What follows are a few brief descriptions of writers who will be gracing us with their presence at one of this winter's finest literary events in San Francisco: the Fourteen Hills Release Party for Issue 17.1. It’s on Thursday, December 16, at Coffee Bar in the Mission. (You can RSVP right now on Facebook.) We will be profiling all of our special guest readers, and when you come to the party, you'll be able to pick up a copy and read their work for yourself.
READER #1: Jason Bayani is someone to hear and see. When performance and writing mix, the terms "spoken word" and "slam poetry" often get thrown around, and names like Jason Bayani appear floating on the roster. Bayani is a Filipino from our side of town -- a San Francisco State University graduate. He later received his MFA at St. Mary's College in Moraga. His accolades include published pieces of poetry in the 2005 National Poetry Slam Anthology, membership to seven National Poetry Slam teams, an appointment as the 2010 IWPS representative for Oakland, and the 100th episode winner of Literary Death Match.
He is also among a group of three Asian American poets known as Proletariat Bronze who have risen from the Bay Area and gained national recognition. As much as poetry is part of their method and medium, they also see public enrichment as an intrinsic facet of their lot as poets in society. They are self-described "working-class romantics."
READER #2: Maxine Chernoff is a name that does not wait on a shelf. At Fourteen Hills, we know her as the director of the Creative Writing Program at San Francisco State University, but we also know her as an expansive writer whose merits have allowed her to travel the world over. She has produced a long list of novels, short stories, and poems over the course of two decades.
These include her novel, American Heaven and a book of short stories, Some of Her Friends That Year, which were both finalists for the Bay Area Book Reviewers Award. In fact, you can see a long list of the awards she has received here. Along with her husband, poet Paul Hoover, she is the editor for a long-standing literary journal, New American Writing.
Her writing and work is often in conversation with other writers and places, using it to investigate and grow through the exploration of engaging material. In a recent interview she stated, "We are living in perilous times, and I hope that my writing is exploring and addressing some of these perils."
READER #3: Stephen Elliott has been there and done that. He's lived to tell. He's known for sex, drugs, and metaphors.

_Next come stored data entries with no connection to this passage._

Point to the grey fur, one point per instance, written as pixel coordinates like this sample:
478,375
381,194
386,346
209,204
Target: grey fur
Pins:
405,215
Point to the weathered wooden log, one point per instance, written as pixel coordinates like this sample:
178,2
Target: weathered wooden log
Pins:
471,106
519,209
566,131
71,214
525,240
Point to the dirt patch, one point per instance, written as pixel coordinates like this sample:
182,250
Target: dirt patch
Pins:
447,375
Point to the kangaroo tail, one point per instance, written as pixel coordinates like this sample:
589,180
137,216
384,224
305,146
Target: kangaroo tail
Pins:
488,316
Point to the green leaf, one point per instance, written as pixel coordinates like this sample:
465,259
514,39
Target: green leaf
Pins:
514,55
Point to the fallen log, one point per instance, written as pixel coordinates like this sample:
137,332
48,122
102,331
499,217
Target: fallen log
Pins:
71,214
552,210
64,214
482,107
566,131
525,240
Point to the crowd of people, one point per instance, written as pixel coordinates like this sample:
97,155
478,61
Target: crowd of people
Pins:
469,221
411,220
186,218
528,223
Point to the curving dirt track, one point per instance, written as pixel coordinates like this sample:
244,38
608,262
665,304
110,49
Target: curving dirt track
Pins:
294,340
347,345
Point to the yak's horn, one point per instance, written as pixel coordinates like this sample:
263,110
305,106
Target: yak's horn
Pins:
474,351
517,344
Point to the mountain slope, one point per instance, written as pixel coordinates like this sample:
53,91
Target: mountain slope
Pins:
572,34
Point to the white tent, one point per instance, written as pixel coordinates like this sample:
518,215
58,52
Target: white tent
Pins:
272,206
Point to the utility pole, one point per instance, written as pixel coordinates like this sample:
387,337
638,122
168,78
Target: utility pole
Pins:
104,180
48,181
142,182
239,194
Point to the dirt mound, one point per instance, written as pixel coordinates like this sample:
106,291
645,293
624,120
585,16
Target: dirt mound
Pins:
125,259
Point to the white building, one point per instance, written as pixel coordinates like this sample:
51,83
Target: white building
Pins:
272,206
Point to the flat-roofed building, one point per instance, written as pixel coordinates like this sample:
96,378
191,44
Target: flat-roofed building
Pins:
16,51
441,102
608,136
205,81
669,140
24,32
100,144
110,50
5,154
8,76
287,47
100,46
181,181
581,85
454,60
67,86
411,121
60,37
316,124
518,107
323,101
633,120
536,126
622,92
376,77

You might also know him from The Rumpus (he's the editor) or you might know him for his books which include his acclaimed memoir, The Adderall Diaries and novel, Happy Baby. Much of his thematic content revolves around the process and shape his own life has taken. He unabashedly coats his life under a thick fictive varnish. In his essay, Why I Write, he describes the way he entered into writing, "My fiction was just reality-PLUS, a slightly more intense version of the world I lived in."
Elliott was a Wallace Stegner Fellow at Stanford University and he is now a member of the San Francisco Writer's Grotto. His work has been published in Esquire, the New York Times, GQ, Best American Non-Required Reading 2005 and 2007, Best American Erotica, and Best Sex Writing 2006.